In July 2016 the Government announced the Royal Commission into the Protection and Detention of Children in the Northern Territory. The Royal Commission has been established to enable the swift inquiry into the treatment of children in detention facilities and child protection in the Northern Territory.

I gather the inquiry will be looking at how competently the bureaucrats have performed in executing their ‘duty of care’ to the children in Government custody.

I think it’s reasonable to assume that a number of these children are indigenous (97%) as now we are hearing that the Government is looking at a new inquiry into Aboriginal Incarceration Rates and/or a new Royal Commission into Juvenile Justice in the Northern Territory.

How about a little less conversation, a little more action, please!

If only Governments had adopted the recommendations of the Royal Commission into Aboriginal Deaths in Custody (1987-1991) there would be no need to repeatedly have the same expensive talkfests, just because as a nation we are incapable of executing ‘action’ when it comes to the Indigenous community.

We just keep doing what we did yesterday and wonder why nothing changes; no wonder there is so much despair in Indigenous Australia.

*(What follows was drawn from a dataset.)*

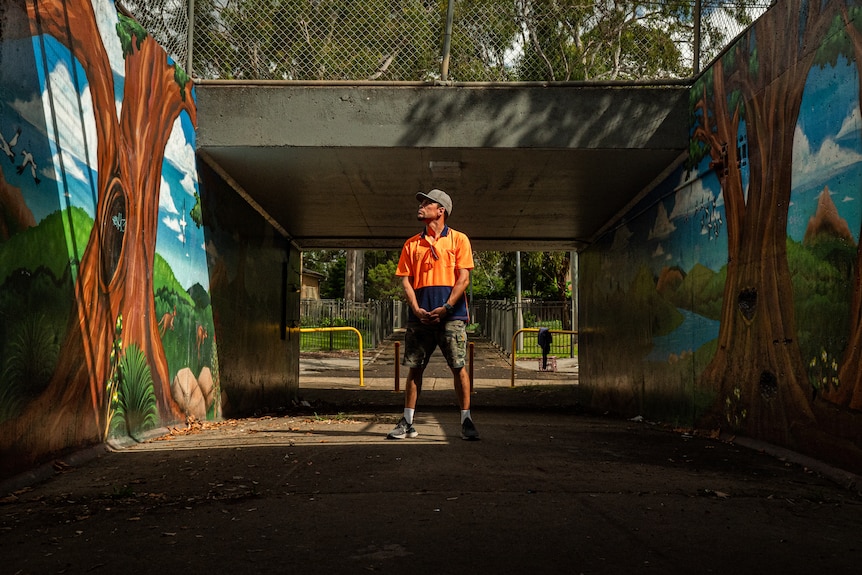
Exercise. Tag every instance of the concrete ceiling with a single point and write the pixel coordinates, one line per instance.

To be seen to be doing something, Government’s only solution is to ‘spend more’, $5.9 billion per annum and essentially on more bureaucrats. The problem with more money is that it just makes an incompetent system incompetent on a larger scale, while nothing actually changes on the ground.

God help you if you are unfortunate enough to find yourself in custody, under the jurisdiction of these incompetent bureaucrats, because there is no chance of ‘breaking the cycle’ unless of course Governments adopt the same level of commitment to Indigenous affairs as they do to stopping boats.